Повесть о счастливом мальчике 13-14

13. Женщины в поле

       В один из своих походов мы попали под дождь. Нас было трое – я, Вовка и Игорь. Ливень был такой сильный, что вода на полях ещё некоторое время стояла, потому что земля не успевала поглощать её. Она текла по наклонным дорогам, унося с собой всё, что могла осилить.
       Мы приняли на себя всю щедрость небес, когда покидали Долину любви. Преодолев подъём в гору, а это было нелегко, мы оказались в объятьях большого керченского солнца, туч как будто и не бывало. Воздух был тёплый, а от земли поднимался пар – так что вспаханные под озимые поля покрылись расплющенным белым облаком. Обычно мы избегали ходить по асфальту, но этот необычный день заставил нас изменить правилам. Оказавшись в посёлке, не испытывая никаких сомнений, пошли прямо по дороге. Во-первых, потому что сильно утомились, поднимаясь по скользкой траве в гору, а во-вторых, потому что вымокшие и грязные штиблеты не держались на ногах и мы их несли в руках. Босиком по гладкой дороге шагалось приятно.
Миновав посёлок, остановились у перекрёстка и стали думать, как лучше и быстрей дойти. Дорога справа не в счёт – она уходила в противоположную сторону от дома. Удобнее всего было идти прямо по тёплому асфальту, потом свернуть к дачам, но этот путь был самым длинным. Пойти налево – означало сократить путь, но дорога была земляная с лужами и посыпана золой. Босиком по ней быстро не получится. Я предложил идти через кукурузное поле – это сокращало путь в два раза. У каждого из нас было своё мнение, и мы поспорили: кто придёт первым – тот и прав, а кто последний – тот покупает всем мороженое по одиннадцать копеек – сливочное. На том и разошлись. Вовка двинулся, забирая вправо, Игорь – налево, а я напрямик через кукурузу.
       Сначала всё было хорошо и сандалии мне не мешали, но когда началось кукурузное поле – штиблеты стали обрастать грязью и сделались такими тяжёлыми, что я с трудом поднимал ноги. Потом оторвались застёжки, и пришлось идти босиком. Это была настоящая катастрофа. Возвращаться было уже поздно, а идти вперёд всё ещё трудно. Я ругал себя, как только мог.

       Погода была до странности необычной, тепло исходило со всех сторон, земля как разогретая каша, а пар, поднимающийся вверх, мешал дышать.

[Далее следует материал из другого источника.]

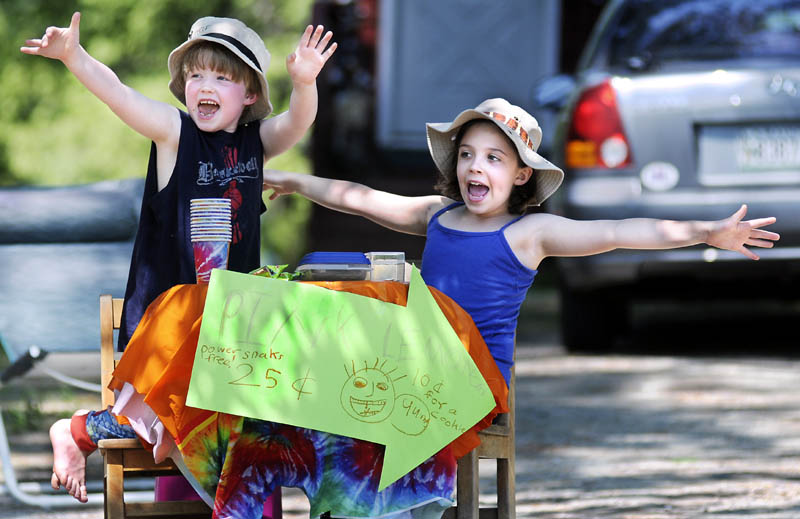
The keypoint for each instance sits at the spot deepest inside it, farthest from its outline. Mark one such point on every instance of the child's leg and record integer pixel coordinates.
(73, 440)
(69, 461)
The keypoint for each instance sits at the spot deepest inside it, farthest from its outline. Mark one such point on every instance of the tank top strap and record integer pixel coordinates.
(444, 210)
(515, 220)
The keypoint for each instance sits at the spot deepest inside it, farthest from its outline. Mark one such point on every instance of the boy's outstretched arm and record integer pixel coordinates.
(283, 131)
(155, 120)
(548, 235)
(408, 214)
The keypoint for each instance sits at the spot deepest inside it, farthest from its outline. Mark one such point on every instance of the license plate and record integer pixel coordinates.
(768, 148)
(753, 154)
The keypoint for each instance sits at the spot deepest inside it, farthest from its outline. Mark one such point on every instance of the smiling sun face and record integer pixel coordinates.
(368, 395)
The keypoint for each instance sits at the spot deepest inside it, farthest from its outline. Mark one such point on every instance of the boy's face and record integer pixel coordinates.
(488, 169)
(214, 100)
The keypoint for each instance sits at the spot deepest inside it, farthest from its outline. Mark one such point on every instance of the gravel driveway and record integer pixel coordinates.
(622, 436)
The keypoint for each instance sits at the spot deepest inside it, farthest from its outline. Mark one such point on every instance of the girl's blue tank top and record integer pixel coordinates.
(480, 272)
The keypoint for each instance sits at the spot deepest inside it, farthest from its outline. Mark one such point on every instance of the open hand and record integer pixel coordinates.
(733, 234)
(310, 55)
(57, 42)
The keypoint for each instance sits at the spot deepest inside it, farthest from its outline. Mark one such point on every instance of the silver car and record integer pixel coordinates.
(681, 109)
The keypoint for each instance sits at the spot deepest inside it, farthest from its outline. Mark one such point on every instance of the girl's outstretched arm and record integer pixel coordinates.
(408, 214)
(283, 131)
(155, 120)
(548, 235)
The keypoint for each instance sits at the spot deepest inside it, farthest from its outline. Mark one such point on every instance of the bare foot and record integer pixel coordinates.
(69, 462)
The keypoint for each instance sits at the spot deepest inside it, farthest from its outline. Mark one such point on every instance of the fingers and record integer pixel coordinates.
(739, 214)
(761, 222)
(760, 243)
(306, 36)
(328, 53)
(314, 39)
(747, 252)
(765, 235)
(75, 22)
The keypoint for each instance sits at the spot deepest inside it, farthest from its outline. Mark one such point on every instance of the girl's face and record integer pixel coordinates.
(487, 170)
(215, 102)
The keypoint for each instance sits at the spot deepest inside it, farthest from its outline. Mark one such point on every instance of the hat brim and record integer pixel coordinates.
(442, 146)
(254, 112)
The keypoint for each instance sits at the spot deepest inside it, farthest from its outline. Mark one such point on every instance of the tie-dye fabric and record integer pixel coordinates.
(238, 461)
(241, 461)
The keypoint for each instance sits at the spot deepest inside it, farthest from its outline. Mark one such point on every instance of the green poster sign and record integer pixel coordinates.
(338, 362)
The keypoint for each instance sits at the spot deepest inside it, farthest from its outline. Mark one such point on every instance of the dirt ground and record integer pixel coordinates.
(626, 436)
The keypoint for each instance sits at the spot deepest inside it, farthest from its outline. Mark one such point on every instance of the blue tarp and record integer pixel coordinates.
(60, 248)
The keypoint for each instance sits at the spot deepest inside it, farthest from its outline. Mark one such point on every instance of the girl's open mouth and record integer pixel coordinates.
(477, 191)
(207, 108)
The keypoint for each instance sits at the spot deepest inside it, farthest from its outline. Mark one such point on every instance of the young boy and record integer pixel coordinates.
(215, 149)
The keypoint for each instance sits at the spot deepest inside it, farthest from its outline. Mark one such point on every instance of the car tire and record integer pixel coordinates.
(593, 320)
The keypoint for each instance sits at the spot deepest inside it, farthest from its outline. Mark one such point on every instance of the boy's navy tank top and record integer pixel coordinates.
(209, 165)
(480, 272)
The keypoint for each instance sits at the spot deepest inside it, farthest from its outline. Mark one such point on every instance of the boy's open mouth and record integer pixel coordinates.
(477, 191)
(207, 107)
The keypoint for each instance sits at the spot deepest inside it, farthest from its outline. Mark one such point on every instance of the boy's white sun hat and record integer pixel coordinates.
(243, 41)
(520, 126)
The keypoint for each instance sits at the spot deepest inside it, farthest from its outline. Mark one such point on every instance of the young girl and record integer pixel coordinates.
(216, 148)
(481, 249)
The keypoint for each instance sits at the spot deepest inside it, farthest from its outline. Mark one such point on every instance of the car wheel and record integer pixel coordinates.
(592, 320)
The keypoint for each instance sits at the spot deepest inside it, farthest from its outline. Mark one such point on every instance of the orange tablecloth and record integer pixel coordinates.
(160, 355)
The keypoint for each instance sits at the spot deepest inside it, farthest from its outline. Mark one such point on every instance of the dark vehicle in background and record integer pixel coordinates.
(679, 109)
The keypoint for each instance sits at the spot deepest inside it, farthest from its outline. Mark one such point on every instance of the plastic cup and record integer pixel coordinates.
(209, 255)
(210, 231)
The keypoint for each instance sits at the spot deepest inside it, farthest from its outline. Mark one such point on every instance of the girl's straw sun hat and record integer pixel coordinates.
(517, 124)
(238, 38)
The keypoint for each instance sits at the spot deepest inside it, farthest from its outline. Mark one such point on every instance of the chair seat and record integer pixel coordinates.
(126, 458)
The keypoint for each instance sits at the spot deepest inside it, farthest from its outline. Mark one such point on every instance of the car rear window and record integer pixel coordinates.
(653, 31)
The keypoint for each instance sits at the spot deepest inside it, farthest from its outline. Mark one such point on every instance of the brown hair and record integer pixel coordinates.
(206, 54)
(447, 181)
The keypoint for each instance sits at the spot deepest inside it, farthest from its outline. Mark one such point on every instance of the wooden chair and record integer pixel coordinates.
(128, 458)
(497, 442)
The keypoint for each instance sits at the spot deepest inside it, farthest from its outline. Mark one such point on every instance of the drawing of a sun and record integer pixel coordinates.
(368, 394)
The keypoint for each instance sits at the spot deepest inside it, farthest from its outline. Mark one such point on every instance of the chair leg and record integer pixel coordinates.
(114, 498)
(467, 492)
(506, 494)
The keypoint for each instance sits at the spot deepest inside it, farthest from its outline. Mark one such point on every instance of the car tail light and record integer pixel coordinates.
(596, 138)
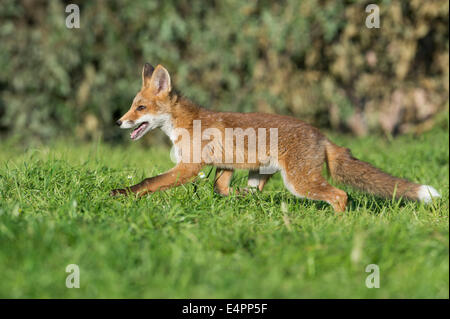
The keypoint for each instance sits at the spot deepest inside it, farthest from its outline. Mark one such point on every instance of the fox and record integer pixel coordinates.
(301, 150)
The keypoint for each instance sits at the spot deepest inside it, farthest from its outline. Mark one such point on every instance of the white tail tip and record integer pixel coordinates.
(426, 193)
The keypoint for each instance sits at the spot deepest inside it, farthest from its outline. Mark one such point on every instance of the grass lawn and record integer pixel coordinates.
(190, 243)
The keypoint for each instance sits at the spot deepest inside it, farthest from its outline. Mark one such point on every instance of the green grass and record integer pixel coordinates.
(190, 243)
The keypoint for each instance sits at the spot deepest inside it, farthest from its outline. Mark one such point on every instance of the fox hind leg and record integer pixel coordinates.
(314, 186)
(222, 181)
(257, 180)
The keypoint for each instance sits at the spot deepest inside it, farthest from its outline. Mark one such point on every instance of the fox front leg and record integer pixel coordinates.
(179, 175)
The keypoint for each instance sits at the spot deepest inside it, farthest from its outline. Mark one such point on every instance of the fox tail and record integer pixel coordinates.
(346, 169)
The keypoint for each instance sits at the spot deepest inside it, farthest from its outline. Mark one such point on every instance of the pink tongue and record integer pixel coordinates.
(138, 130)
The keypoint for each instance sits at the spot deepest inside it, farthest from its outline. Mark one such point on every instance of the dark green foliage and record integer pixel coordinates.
(312, 59)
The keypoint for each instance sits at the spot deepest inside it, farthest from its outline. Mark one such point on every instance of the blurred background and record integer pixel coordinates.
(315, 60)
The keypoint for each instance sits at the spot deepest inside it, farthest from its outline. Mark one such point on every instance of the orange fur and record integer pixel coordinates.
(302, 149)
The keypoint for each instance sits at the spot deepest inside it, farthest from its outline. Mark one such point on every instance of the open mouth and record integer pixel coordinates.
(139, 131)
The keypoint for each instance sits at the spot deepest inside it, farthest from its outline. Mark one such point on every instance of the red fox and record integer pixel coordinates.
(300, 149)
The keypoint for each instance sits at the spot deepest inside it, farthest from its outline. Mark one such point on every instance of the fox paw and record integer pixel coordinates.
(119, 191)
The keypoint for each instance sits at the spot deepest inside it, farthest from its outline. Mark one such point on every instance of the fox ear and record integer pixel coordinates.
(147, 72)
(160, 81)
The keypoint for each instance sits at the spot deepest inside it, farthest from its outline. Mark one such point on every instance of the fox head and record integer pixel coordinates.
(151, 105)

       В какой-то момент я понял, что сбился с пути. Двухметровая кукуруза со всех сторон и больше ничего. Вдруг я услышал доносящиеся голоса, это меня обрадовало, и теперь я знал куда идти. Конечно же, туда – к людям! Может быть, и не придётся покупать мороженое, я в этом споре ещё не проиграл. Голоса были женские и радостные и уже совсем близко. «Наконец-то пришёл», – подумал я с облегчением. Эта мысль меня взбодрила и стало легче вытаскивать ноги из грязи.
Сквозь кукурузные стволы я увидел движение. Край моей злополучной плантации примыкал к другому полю. Там росли приземистые кусты помидоров – они уходили вдаль, покрываясь молочной дымкой, а дальше виднелась гряда деревьев, тянущаяся вдоль той дороги, по которой пошёл Вовка. Наверное, он был прав. Передо мной выросли ящики, наполненные красными овощами, а с другой стороны – большая гора пустых ящиков. Между ящиками, на образовавшейся полянке, танцевали голые женщины. Я резко присел и спрятался за кустом. Я так испугался, что сердце чуть не выскочило из груди. Оно бешено колотилось, и я прижал его рукой. Не помню, какие ещё возникли мысли в те минуты, но я точно знал, что нужно было бежать сломя голову. Хорошо, что я этого не сделал, но если бы они заметили меня, то пришлось бы сверкать пятками до самого дома.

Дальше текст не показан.